Volatile fatty acids, particularly butyrate has been shown to suppress T-cell proliferation to immobilized anti-CD3 monoclonal antibody (Pompeia et al., 2000). Butyrate-induced cytotoxicity mainly occurs by induction of apoptosis, an effect probably associated with histone acetylation (Dangond and Gullans, 1998). The results are not concordant with the above suggestions. The data reveals a stimulation in T lymphocyte activation with Saccharomyces cerevisiae supplemention supporting the results of Smirnov et al. (1993) and Melentkova et al. (1993) whom reported the stimulatory effects of Saccharomyces strains on immune system.
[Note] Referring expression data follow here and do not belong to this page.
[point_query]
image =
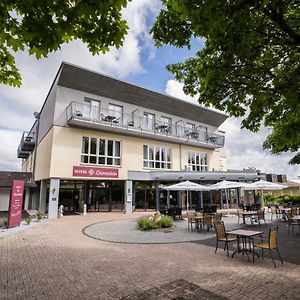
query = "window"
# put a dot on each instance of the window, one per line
(198, 161)
(91, 109)
(100, 152)
(148, 121)
(157, 157)
(166, 121)
(116, 111)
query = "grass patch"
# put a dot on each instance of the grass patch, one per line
(147, 223)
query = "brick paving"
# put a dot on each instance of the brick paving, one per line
(57, 261)
(126, 231)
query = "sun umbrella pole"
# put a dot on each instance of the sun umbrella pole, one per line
(226, 196)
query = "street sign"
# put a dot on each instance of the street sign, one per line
(15, 203)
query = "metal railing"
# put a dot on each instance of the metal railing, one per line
(133, 121)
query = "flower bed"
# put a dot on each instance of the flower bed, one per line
(154, 222)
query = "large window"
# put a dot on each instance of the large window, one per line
(157, 157)
(198, 161)
(91, 109)
(148, 121)
(100, 151)
(116, 111)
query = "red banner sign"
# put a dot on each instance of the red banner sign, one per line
(80, 171)
(15, 203)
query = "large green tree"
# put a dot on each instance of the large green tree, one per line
(42, 26)
(250, 64)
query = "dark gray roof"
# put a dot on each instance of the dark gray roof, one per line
(81, 79)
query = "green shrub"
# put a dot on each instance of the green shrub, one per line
(294, 199)
(28, 220)
(145, 224)
(39, 215)
(165, 222)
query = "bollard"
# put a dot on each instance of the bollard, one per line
(61, 211)
(84, 209)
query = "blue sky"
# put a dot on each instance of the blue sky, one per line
(138, 62)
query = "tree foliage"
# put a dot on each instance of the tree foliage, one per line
(250, 64)
(42, 27)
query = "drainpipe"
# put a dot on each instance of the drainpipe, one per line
(37, 117)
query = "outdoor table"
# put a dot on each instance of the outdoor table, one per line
(296, 218)
(283, 211)
(199, 219)
(244, 238)
(248, 214)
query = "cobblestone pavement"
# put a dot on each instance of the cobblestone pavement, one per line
(125, 231)
(57, 261)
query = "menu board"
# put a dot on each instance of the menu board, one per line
(15, 203)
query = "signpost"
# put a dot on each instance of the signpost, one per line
(83, 171)
(15, 203)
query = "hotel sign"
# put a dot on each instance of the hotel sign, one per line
(15, 203)
(80, 171)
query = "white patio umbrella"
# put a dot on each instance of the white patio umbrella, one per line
(187, 186)
(265, 185)
(224, 185)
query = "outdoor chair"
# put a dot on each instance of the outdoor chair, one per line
(223, 237)
(240, 214)
(291, 222)
(274, 211)
(217, 218)
(270, 244)
(294, 211)
(260, 216)
(207, 222)
(191, 219)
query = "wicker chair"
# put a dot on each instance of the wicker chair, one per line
(207, 222)
(191, 219)
(270, 244)
(274, 211)
(260, 216)
(217, 218)
(291, 222)
(223, 237)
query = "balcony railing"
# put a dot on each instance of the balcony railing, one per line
(22, 153)
(80, 112)
(27, 142)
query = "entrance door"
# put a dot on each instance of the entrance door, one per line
(98, 196)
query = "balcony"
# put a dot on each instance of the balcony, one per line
(27, 144)
(84, 115)
(21, 153)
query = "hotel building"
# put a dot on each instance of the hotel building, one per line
(112, 145)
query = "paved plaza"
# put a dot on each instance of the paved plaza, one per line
(57, 261)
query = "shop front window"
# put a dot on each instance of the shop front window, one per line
(100, 151)
(198, 161)
(156, 157)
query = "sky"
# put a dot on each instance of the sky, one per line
(138, 62)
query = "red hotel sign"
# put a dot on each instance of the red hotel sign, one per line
(15, 203)
(80, 171)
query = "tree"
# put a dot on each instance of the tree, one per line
(42, 27)
(249, 66)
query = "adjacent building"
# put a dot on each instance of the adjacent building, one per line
(112, 145)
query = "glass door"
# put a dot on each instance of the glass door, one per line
(91, 109)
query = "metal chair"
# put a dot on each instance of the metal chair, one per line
(270, 244)
(223, 237)
(291, 222)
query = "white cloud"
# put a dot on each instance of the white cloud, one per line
(18, 104)
(175, 89)
(244, 148)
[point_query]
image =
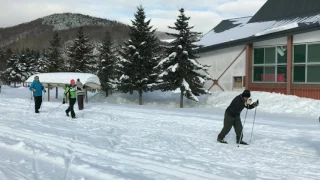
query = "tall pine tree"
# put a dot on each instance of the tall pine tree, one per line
(56, 63)
(13, 71)
(80, 53)
(107, 64)
(138, 57)
(43, 62)
(179, 69)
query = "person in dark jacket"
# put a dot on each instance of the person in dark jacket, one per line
(80, 94)
(232, 116)
(36, 87)
(71, 90)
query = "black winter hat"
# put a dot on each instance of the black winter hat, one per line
(246, 93)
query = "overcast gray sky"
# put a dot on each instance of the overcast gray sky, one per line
(205, 14)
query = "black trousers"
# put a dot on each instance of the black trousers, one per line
(80, 101)
(37, 103)
(228, 123)
(71, 107)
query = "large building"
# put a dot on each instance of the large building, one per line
(276, 50)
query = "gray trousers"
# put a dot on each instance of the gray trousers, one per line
(227, 125)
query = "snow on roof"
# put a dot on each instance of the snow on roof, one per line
(61, 79)
(241, 29)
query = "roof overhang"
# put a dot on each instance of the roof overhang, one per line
(253, 39)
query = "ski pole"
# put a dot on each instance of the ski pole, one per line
(243, 128)
(254, 118)
(55, 109)
(30, 103)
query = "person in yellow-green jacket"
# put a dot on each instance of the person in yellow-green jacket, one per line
(72, 91)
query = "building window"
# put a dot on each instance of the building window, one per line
(306, 65)
(270, 64)
(238, 82)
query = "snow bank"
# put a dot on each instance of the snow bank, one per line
(269, 102)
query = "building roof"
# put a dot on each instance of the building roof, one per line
(61, 79)
(262, 26)
(280, 9)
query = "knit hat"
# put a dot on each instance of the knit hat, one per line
(246, 93)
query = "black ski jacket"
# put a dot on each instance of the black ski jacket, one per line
(236, 106)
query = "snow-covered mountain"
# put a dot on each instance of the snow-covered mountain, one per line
(36, 34)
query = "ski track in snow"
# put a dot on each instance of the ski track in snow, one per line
(133, 142)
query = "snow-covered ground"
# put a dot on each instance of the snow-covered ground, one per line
(114, 138)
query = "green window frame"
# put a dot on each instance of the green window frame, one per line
(306, 63)
(269, 65)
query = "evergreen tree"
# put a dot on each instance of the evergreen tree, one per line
(80, 53)
(4, 74)
(13, 72)
(107, 64)
(179, 69)
(43, 63)
(31, 63)
(54, 54)
(138, 57)
(23, 66)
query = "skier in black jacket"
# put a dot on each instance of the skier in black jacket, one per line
(232, 116)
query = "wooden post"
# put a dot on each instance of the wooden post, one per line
(248, 65)
(56, 92)
(289, 63)
(48, 92)
(86, 96)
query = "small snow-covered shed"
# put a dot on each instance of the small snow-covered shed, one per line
(62, 79)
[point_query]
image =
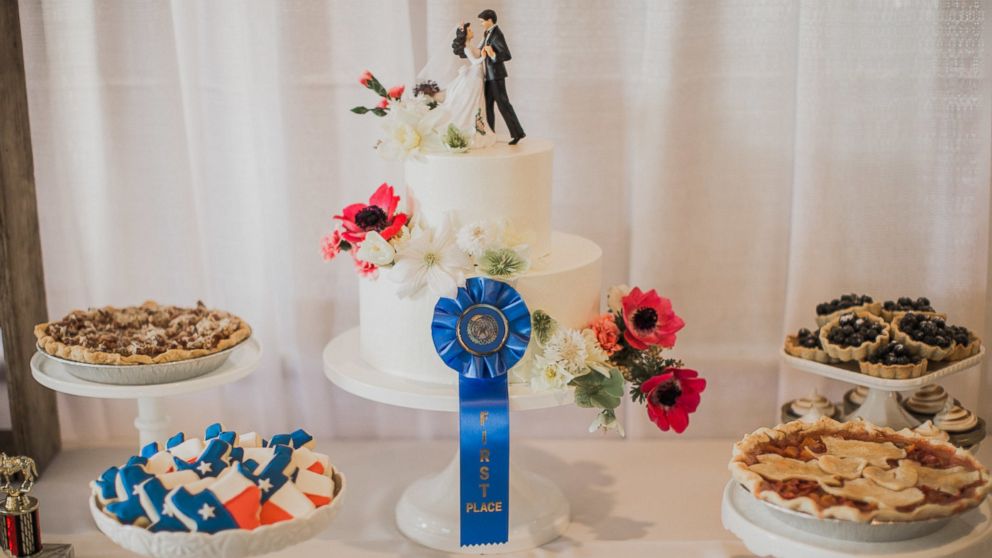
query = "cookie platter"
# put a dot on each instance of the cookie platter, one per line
(225, 496)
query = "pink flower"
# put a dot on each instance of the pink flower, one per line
(672, 396)
(378, 215)
(396, 92)
(649, 320)
(331, 245)
(604, 327)
(365, 269)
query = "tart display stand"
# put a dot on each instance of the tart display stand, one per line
(881, 405)
(428, 510)
(968, 535)
(151, 422)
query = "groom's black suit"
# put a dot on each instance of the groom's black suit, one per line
(495, 76)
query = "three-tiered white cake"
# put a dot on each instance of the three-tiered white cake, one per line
(499, 183)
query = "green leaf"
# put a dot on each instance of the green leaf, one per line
(543, 326)
(595, 390)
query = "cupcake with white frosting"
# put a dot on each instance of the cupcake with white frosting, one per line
(926, 402)
(965, 428)
(809, 409)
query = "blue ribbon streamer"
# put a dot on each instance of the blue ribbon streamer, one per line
(481, 334)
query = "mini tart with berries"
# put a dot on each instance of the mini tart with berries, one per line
(857, 471)
(146, 334)
(966, 343)
(827, 311)
(893, 308)
(894, 361)
(854, 335)
(926, 335)
(806, 344)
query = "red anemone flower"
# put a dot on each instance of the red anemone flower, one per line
(672, 396)
(649, 320)
(358, 219)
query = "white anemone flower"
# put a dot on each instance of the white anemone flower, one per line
(376, 250)
(549, 375)
(475, 238)
(430, 258)
(568, 348)
(411, 131)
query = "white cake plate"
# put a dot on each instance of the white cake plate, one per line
(966, 536)
(881, 405)
(152, 423)
(428, 510)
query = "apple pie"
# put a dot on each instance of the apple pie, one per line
(858, 472)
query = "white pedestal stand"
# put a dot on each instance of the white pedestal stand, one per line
(151, 422)
(428, 510)
(881, 405)
(966, 536)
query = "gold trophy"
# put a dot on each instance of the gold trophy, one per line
(20, 533)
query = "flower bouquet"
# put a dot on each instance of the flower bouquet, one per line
(380, 236)
(626, 344)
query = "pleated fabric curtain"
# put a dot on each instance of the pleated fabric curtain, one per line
(747, 159)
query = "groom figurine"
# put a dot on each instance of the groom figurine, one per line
(495, 53)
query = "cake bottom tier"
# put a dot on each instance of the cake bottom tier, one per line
(396, 332)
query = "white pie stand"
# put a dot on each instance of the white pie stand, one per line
(427, 511)
(152, 423)
(966, 536)
(881, 405)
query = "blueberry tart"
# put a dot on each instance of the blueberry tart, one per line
(827, 311)
(854, 335)
(925, 334)
(903, 304)
(806, 344)
(894, 361)
(966, 343)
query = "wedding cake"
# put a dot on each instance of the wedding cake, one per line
(503, 184)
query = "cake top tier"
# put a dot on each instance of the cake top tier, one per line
(503, 184)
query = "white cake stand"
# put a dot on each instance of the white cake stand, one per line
(151, 422)
(966, 536)
(881, 405)
(427, 512)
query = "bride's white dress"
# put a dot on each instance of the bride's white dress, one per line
(464, 102)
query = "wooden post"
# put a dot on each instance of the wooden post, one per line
(34, 415)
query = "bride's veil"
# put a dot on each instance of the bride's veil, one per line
(442, 64)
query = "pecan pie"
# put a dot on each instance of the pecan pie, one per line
(858, 472)
(146, 334)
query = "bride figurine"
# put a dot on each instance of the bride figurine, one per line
(461, 101)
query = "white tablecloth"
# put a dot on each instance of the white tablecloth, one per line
(630, 499)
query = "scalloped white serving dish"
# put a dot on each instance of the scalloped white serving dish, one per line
(226, 544)
(144, 374)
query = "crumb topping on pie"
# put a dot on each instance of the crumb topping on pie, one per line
(859, 472)
(146, 334)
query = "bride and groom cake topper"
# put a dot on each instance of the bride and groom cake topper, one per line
(473, 91)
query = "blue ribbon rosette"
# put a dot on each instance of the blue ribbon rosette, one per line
(481, 334)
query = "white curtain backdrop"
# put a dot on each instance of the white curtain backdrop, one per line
(747, 158)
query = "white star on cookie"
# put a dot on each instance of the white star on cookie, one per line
(206, 512)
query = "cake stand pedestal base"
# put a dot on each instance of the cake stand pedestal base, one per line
(428, 512)
(883, 408)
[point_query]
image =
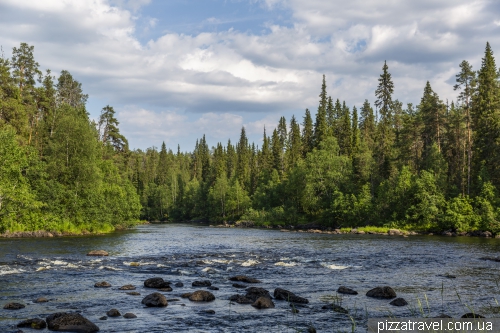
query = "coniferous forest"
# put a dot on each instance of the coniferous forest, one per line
(433, 165)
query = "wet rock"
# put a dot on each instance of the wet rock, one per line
(41, 300)
(442, 315)
(244, 278)
(129, 315)
(70, 322)
(134, 293)
(98, 253)
(240, 299)
(335, 308)
(35, 323)
(202, 296)
(263, 303)
(381, 292)
(127, 287)
(204, 283)
(155, 300)
(156, 283)
(14, 306)
(288, 296)
(399, 302)
(345, 290)
(239, 285)
(472, 315)
(113, 313)
(254, 292)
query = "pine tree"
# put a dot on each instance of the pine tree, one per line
(321, 127)
(486, 118)
(466, 81)
(307, 134)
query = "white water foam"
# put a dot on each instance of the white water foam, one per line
(5, 270)
(333, 266)
(285, 264)
(250, 262)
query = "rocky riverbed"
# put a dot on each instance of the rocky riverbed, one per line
(199, 279)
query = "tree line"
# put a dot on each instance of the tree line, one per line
(59, 170)
(434, 165)
(427, 166)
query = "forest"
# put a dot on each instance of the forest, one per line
(431, 166)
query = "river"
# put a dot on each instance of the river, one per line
(310, 265)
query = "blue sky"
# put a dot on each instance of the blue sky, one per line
(175, 70)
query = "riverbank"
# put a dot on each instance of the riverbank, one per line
(368, 230)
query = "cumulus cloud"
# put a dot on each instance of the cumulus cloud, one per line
(218, 81)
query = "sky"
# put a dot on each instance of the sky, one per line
(174, 70)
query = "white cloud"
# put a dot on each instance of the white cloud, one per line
(219, 75)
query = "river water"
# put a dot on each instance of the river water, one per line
(310, 265)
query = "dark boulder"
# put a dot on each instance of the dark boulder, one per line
(472, 315)
(240, 299)
(127, 287)
(382, 292)
(345, 290)
(156, 283)
(202, 296)
(335, 308)
(288, 296)
(98, 253)
(70, 322)
(113, 313)
(255, 292)
(102, 284)
(263, 303)
(35, 323)
(399, 302)
(244, 278)
(129, 315)
(41, 300)
(204, 283)
(14, 306)
(155, 300)
(239, 285)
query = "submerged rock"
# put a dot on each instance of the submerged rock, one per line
(70, 322)
(113, 313)
(156, 283)
(345, 290)
(335, 308)
(102, 284)
(472, 315)
(255, 292)
(240, 299)
(41, 300)
(98, 253)
(244, 278)
(14, 306)
(127, 287)
(204, 283)
(129, 315)
(155, 300)
(382, 292)
(399, 302)
(285, 295)
(35, 323)
(202, 296)
(263, 303)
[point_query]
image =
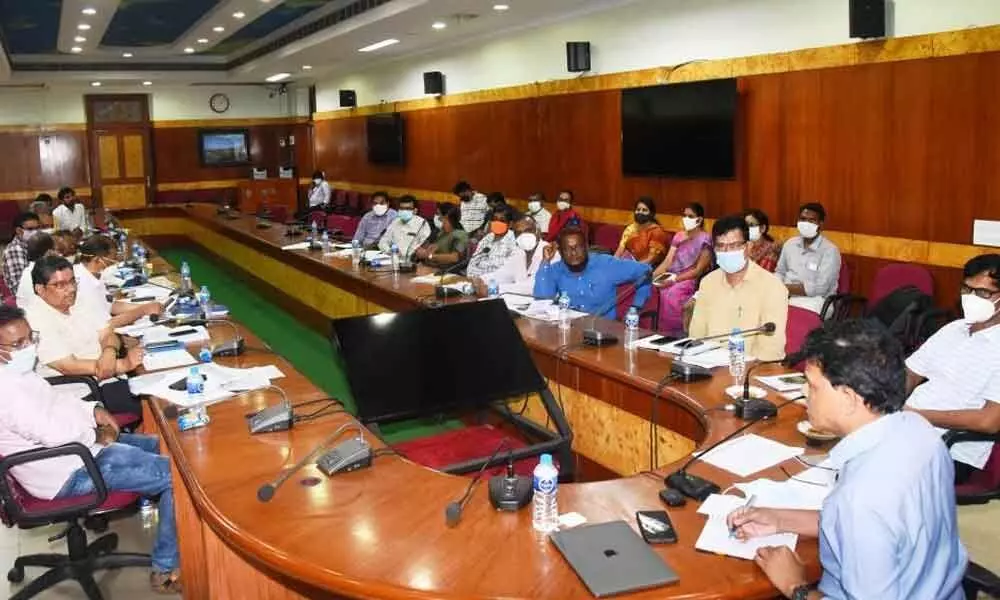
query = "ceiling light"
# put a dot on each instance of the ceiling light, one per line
(379, 45)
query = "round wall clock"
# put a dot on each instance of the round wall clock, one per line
(219, 103)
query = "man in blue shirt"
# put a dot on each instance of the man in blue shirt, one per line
(590, 280)
(887, 531)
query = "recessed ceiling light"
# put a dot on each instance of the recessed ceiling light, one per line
(379, 45)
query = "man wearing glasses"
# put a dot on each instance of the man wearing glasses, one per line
(740, 294)
(953, 380)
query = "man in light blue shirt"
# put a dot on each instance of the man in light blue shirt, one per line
(590, 280)
(887, 531)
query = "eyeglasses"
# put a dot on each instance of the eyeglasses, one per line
(20, 345)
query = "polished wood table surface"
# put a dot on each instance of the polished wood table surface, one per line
(381, 532)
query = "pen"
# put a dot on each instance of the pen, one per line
(749, 504)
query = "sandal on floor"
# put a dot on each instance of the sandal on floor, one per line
(165, 582)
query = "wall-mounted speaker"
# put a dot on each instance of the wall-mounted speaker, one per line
(433, 82)
(578, 57)
(348, 98)
(867, 18)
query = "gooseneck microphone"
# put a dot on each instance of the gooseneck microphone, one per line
(453, 512)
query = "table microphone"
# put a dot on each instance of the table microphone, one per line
(699, 488)
(453, 512)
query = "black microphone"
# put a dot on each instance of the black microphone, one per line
(453, 512)
(592, 336)
(700, 488)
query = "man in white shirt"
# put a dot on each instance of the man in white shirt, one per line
(517, 274)
(953, 380)
(409, 231)
(71, 214)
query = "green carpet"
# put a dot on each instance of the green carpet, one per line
(308, 351)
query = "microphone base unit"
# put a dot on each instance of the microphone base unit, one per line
(692, 486)
(593, 337)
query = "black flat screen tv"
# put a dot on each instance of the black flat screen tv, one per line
(432, 361)
(386, 139)
(224, 147)
(680, 130)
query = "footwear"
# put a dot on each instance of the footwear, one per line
(165, 582)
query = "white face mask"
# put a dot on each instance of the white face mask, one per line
(976, 309)
(527, 241)
(808, 230)
(23, 361)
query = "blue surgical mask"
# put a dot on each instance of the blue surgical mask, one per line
(731, 262)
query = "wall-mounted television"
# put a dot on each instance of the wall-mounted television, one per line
(224, 147)
(680, 130)
(386, 139)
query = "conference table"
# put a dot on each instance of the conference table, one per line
(380, 532)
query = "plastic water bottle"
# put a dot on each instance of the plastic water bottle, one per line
(737, 356)
(545, 513)
(564, 311)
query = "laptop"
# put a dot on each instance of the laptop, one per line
(612, 559)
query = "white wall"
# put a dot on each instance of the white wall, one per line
(65, 104)
(644, 34)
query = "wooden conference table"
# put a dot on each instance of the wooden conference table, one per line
(381, 532)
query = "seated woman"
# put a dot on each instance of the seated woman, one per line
(762, 248)
(452, 242)
(644, 240)
(689, 258)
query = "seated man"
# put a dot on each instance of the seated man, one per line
(590, 280)
(740, 294)
(33, 414)
(809, 263)
(495, 248)
(376, 221)
(953, 380)
(517, 274)
(887, 530)
(409, 231)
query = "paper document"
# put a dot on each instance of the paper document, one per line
(749, 453)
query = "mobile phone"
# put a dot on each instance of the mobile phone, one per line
(655, 527)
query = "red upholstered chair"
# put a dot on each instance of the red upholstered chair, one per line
(21, 509)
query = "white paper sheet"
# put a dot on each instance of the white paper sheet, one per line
(749, 454)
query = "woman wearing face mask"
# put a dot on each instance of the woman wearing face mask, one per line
(762, 248)
(644, 240)
(689, 258)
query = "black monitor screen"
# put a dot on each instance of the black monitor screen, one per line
(680, 130)
(424, 362)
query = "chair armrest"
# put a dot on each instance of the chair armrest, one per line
(86, 504)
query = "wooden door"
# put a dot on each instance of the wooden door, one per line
(120, 156)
In addition, Koh et al. (2002) observed an obvious stimulatory effect of Saccharomyces cerevisiae on the immune system of rats. Similarly, Ochigava et al. (2006) used Saccharomyces cerevisia var.Vini strain in rats suffering from central nervous system symptoms because of Staphylococcus aureus and indicated a significant immune stimulation. The difference of the effects of Saccharomyces cerevisia may be attributed to the concentrantions of volatile fatty acids they create, because the majority of the studies indicating the inhibitory effects regards high concentrations of these acids which we may not have achieved with 10 g of Saccharomyces cerevisia per animal per day.

We have not yet encountered any studies about the effects of Saccharomyces cerevisia on the immunoglobuline levels of dairy cows. Data obtained from the present study revealed a short term increase for the IgG, IgG₁ and IgG₂ levels of dairy cows in early lactation. Only a short term decrease was detected for IgA level. Main source of IgA is gastrointestinal system mucosa and IgA is responsible for the local immune defence of the organism at mucus covered outer surfaces.

This temporary decrease in the IgA level do not promise a potential danger for the organism due to the variation staying within the reference limits. On the other hand, Qamar et al. (2001) indicated that Saccharomyces boulardii-another saccharomyces strain-stimulated intestinal immunoglobulin A immun reaction against Clostridium difficile toxin in rats. The difference may be attributed to the microorganism presence, the strain difference or the difference of the animal species. But the results are concordant with the researchers, stating that the mentioned yeast stimulates the immune system (Harris and Webb, 1990; Soder and Holden, 1999).

CONCLUSION

In this study, the results of this study indicates an immunstimulant tendency of Saccharomyces cerevisia at 10 g daily intake for dairy cows in early lactation.

ACKNOWLEDGEMENTS

This study has been supported by the Ondokuz Mayis University, Scientific Research Projects Committee with the Project number VET-031. The researchers are particularly grateful to Karaköy Farm of General Directorate of Agricultural Enterprises (TIGEM), Samsun, Turkey and to All-Tech Biotechnology Izmir-Turkey.